LE: Puzzle Trpisovsky’ego, matura z Vardym i gorset Schmeichela!

Piłka nożna
LE: Puzzle Trpisovsky’ego, matura z Vardym i gorset Schmeichela!
Fot. PAP
Trener Slavii Praga ze swoimi podopiecznymi

W czwartek wieczorem na praskim Edenie piłkarze Slavii zmierzą się Leicester w pierwszym meczu 1/16 finału Ligi Europy. „Lisy” będą uprzywilejowane, bo jako jedyny klub angielski nie będą musiały rozgrywać swojego meczu w europejskich pucharach na neutralnym stadionie.

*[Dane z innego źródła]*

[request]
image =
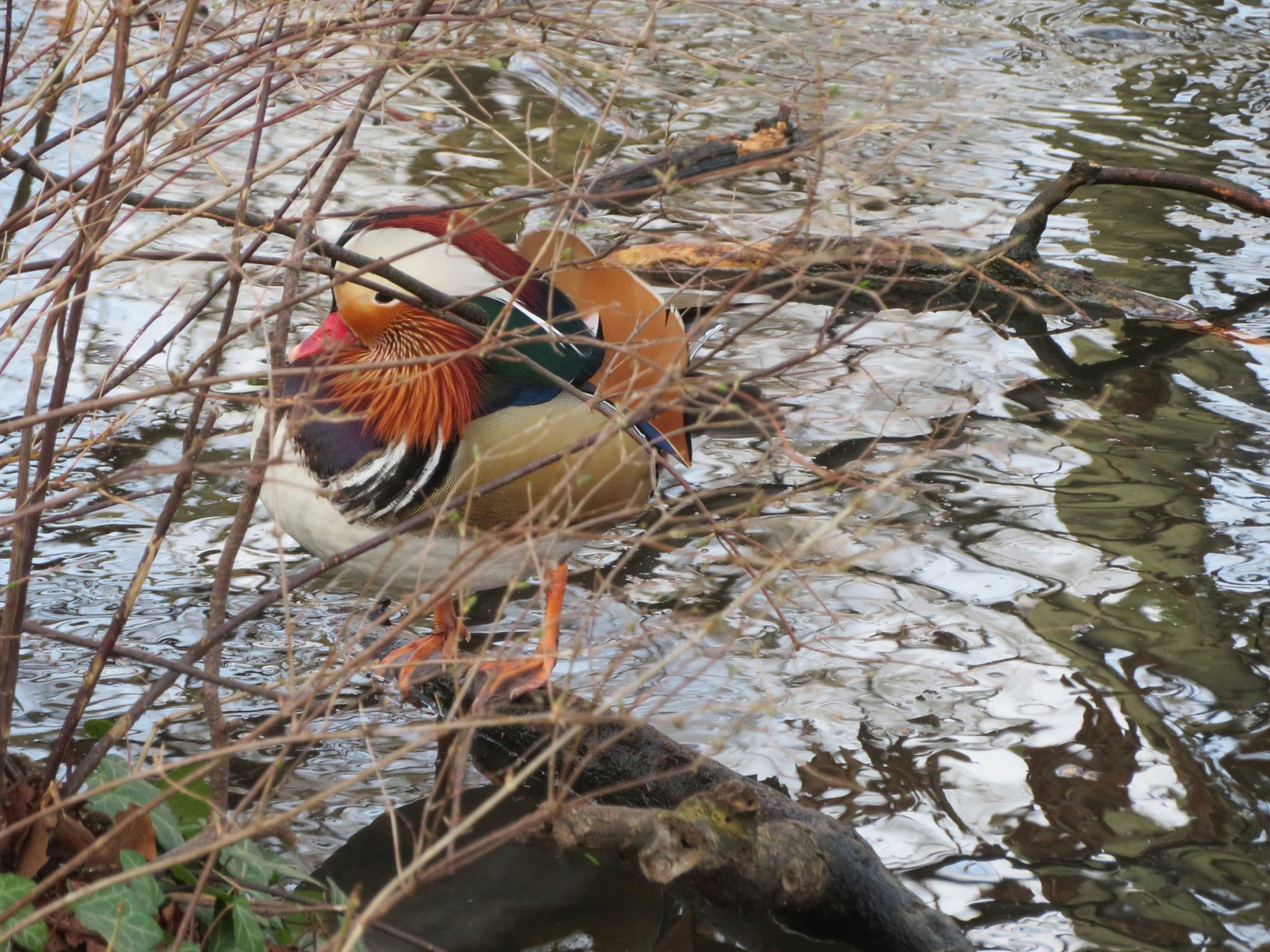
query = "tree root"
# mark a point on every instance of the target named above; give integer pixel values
(684, 817)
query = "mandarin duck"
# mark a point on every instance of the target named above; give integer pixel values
(437, 413)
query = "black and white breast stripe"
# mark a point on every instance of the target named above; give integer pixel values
(390, 484)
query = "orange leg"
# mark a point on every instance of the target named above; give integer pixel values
(446, 632)
(520, 677)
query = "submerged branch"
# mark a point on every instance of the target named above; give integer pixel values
(684, 817)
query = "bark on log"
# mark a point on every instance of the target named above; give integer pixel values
(732, 839)
(893, 272)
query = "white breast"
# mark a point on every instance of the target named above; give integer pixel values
(426, 562)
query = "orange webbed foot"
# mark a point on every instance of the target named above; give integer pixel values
(512, 678)
(446, 632)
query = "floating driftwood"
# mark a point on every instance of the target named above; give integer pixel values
(684, 817)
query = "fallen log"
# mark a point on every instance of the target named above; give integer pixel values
(893, 273)
(1002, 281)
(684, 817)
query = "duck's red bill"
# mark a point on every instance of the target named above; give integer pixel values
(328, 338)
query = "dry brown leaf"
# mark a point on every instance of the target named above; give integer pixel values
(772, 138)
(136, 833)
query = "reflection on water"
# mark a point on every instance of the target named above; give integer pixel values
(1034, 664)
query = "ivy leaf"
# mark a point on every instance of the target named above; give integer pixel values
(190, 805)
(120, 917)
(12, 889)
(248, 936)
(145, 887)
(97, 727)
(134, 791)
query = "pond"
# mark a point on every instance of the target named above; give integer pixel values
(1033, 657)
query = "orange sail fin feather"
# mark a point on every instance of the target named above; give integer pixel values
(646, 343)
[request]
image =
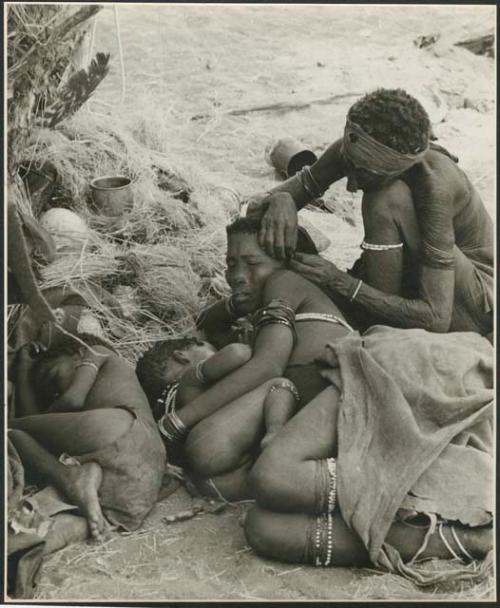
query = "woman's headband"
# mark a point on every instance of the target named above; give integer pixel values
(368, 153)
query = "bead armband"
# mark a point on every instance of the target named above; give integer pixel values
(172, 427)
(356, 291)
(276, 312)
(87, 363)
(198, 372)
(288, 386)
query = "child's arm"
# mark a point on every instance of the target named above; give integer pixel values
(225, 361)
(26, 401)
(85, 376)
(194, 382)
(216, 322)
(273, 346)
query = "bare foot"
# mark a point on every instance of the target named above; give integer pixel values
(82, 484)
(477, 541)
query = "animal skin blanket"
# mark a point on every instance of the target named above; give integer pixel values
(415, 432)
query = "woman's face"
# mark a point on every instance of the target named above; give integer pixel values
(362, 179)
(248, 267)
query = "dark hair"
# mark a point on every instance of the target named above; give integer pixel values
(393, 118)
(243, 225)
(152, 364)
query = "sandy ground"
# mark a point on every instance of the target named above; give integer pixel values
(191, 60)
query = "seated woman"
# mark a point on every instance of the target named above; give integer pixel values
(390, 464)
(232, 420)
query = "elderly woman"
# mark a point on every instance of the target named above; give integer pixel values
(393, 428)
(428, 249)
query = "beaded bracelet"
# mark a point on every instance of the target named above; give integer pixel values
(229, 306)
(86, 363)
(355, 293)
(287, 386)
(172, 427)
(198, 372)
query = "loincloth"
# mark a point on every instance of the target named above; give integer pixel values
(132, 468)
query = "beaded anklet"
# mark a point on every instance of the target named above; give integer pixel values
(287, 386)
(324, 522)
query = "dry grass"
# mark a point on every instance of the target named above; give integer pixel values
(164, 260)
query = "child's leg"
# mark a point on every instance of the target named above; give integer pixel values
(291, 473)
(227, 440)
(293, 538)
(279, 406)
(79, 484)
(76, 433)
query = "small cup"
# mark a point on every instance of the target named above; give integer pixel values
(289, 155)
(112, 194)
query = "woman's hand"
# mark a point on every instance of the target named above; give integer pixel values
(28, 353)
(278, 215)
(317, 270)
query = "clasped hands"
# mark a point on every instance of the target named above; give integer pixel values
(278, 236)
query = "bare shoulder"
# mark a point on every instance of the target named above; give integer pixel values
(286, 285)
(387, 202)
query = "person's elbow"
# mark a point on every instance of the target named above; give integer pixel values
(438, 320)
(238, 353)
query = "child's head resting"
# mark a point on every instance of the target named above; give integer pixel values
(166, 361)
(249, 265)
(54, 369)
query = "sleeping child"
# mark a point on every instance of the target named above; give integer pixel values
(87, 408)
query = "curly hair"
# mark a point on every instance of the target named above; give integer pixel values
(244, 225)
(152, 365)
(393, 118)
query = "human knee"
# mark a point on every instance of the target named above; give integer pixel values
(268, 476)
(206, 454)
(258, 531)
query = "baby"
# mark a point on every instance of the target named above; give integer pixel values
(85, 401)
(174, 372)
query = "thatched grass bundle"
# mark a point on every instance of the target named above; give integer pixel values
(148, 273)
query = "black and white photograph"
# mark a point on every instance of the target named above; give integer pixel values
(249, 302)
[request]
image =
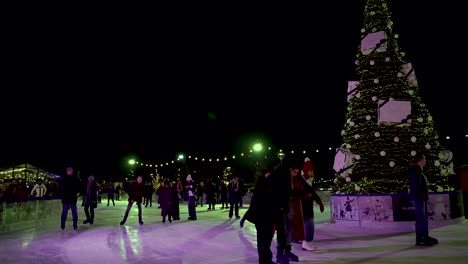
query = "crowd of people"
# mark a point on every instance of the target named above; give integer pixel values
(283, 201)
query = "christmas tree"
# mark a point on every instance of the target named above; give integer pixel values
(387, 122)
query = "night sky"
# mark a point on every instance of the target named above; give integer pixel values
(92, 94)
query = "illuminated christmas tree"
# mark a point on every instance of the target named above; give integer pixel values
(387, 122)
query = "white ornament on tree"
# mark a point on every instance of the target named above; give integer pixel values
(393, 111)
(375, 40)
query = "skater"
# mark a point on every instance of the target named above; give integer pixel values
(135, 194)
(90, 200)
(69, 187)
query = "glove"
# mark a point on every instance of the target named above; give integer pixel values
(322, 208)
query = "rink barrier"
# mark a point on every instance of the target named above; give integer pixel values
(394, 210)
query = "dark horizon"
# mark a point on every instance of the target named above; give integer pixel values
(204, 86)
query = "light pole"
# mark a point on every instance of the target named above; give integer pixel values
(281, 156)
(258, 151)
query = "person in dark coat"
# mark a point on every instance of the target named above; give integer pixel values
(135, 194)
(90, 199)
(166, 199)
(69, 190)
(309, 198)
(419, 194)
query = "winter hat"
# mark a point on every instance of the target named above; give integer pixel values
(308, 166)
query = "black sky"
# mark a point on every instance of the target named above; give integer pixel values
(93, 90)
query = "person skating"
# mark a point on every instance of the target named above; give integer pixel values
(135, 194)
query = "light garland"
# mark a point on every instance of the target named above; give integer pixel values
(222, 159)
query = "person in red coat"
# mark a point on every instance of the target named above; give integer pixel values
(135, 194)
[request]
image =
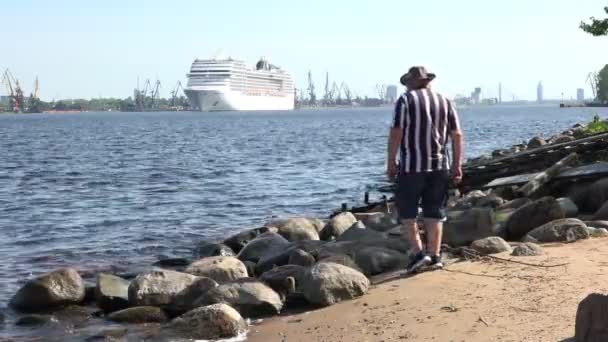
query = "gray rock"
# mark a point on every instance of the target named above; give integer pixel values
(184, 300)
(558, 231)
(33, 320)
(111, 293)
(248, 296)
(58, 288)
(569, 208)
(139, 315)
(277, 278)
(536, 142)
(597, 224)
(375, 260)
(491, 245)
(527, 249)
(328, 283)
(378, 221)
(590, 199)
(158, 288)
(213, 322)
(533, 215)
(280, 256)
(591, 318)
(343, 260)
(515, 204)
(238, 241)
(172, 263)
(206, 249)
(601, 213)
(219, 268)
(464, 227)
(338, 225)
(110, 334)
(300, 257)
(359, 233)
(296, 229)
(264, 244)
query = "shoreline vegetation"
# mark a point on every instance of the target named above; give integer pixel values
(303, 264)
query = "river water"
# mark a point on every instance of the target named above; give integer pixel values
(113, 191)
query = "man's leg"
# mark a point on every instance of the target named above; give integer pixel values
(434, 202)
(409, 192)
(412, 235)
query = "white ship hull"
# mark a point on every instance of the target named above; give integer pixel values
(227, 100)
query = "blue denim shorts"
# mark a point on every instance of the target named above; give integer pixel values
(428, 190)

Starcie w Pradze poprzedził mały skandal, za który oficjalnie rywala przeprosił prezydent klubu, Jaroslav Tvrdik. Faworytem tego starcia są Anglicy, ale mistrzowie Czech zrobią wszystko, aby nawiązać do swoich świetnych występów w Lidze Europy przed dwoma laty, gdy dotarli do ćwierćfinału tych rozgrywek. Transmisja meczu Slavia Praga - Leicester City od 18:10 w kanale Polsat Sport Premium 4.

 

Zacznijmy od wspomnianego skandalu. Tuż przed meczem z „Lisami” na oficjalnej stronie Slavii pojawił się materiał video z zapowiedzią meczu.  A w nim dosyć odważna wypowiedź Jiriego Hoska, dziennikarza portalu „Seznam” i byłego długoletniego korespondenta radiowego w Wielkiej Brytanii. - Kasper Schmeichel ma problem ze stylem życia. Tak wymagający trener jak Jindrich Trpisovský, prawdopodobnie chciałby, aby schudł od pięciu do dziesięciu kilogramów. Nawiasem mówiąc, o ile wiem, Schmeichel jest jedynym bramkarzem w Premier League, który nosi gorset pod koszulką - powiedział Hosek.

 

Żart, który podgrzał atmosferę...

 

Ta wypowiedź wywołała ogromne zamieszanie tym bardziej, że była cytowana przez największe media angielskie. Za te niefortunne słowa czeskiego dziennikarza oficjalnie przeprosił na Twitterze Jaroslav Tvrdik, prezydent Slavii. „Przepraszam zarówno naszego przeciwnika jak i jego kibiców za słowa niezależnego dziennikarza. Wspólny mecz to dla nas święto futbolu. To nie powinno się wydarzyć. Przepraszam” - napisał szef Slavii.

 

Przypomnijmy, że już jesienią ministerstwo zdrowia naszych południowych sąsiadów wyraziło zgodę, aby w czasie trwającego w Czechach stanu wyjątkowego, kluby rywalizujące w europejskich pucharach mogły rozegrać swoje mecze grupowe na własnych stadionach. Wówczas chodziło o Slavię, Spartę Praga i Slovan Liberec, które rywalizowały w fazie grupowej Ligi Europy. Ostatecznie do wiosennej fazy pucharowej tych rozgrywek awansowała jedynie Slavia.

 

W przypadku meczu Slavii z Leicester sytuacja jest trochę inna. Anglia znajduje się w obszarze wysokiego ryzyka zakażenia koronawirusem. Obecnie każda osoba, która podróżuje do Czech z Wielkiej Brytanii musi zostać poddana obowiązkowej kwarantannie przez pięć dni po przekroczeniu czeskiej granicy.

 

„Lisy” pod specjalną ochroną...

 

Łatwo policzyć, że Anglicy musieliby przylecieć do Pragi najpóźniej w sobotę, aby w czwartek móc zagrać mecz ze Slavią. A właśnie w sobotę zespół Leicester rozgrywał mecz ligowy z Liverpoolem, który zakończył się ich zwycięstwem 3:1.

 

Na szczęście podopieczni Brendana Rogersa zostali potraktowani wyjątkowo przez czeskie ministerstwo zdrowia. Anglicy przylecieli do Pragi w środę w późnych godzinach wieczornych i zostali zamknięci w hotelu. Nie mieli możliwości odbycia treningu na stadionie, czy nawet krótkiego spaceru po mieście. Tradycyjna konferencja przedmeczowa podobnie jak i oficjalny trening piłkarze Leicester mieli jeszcze na miejscu w Anglii.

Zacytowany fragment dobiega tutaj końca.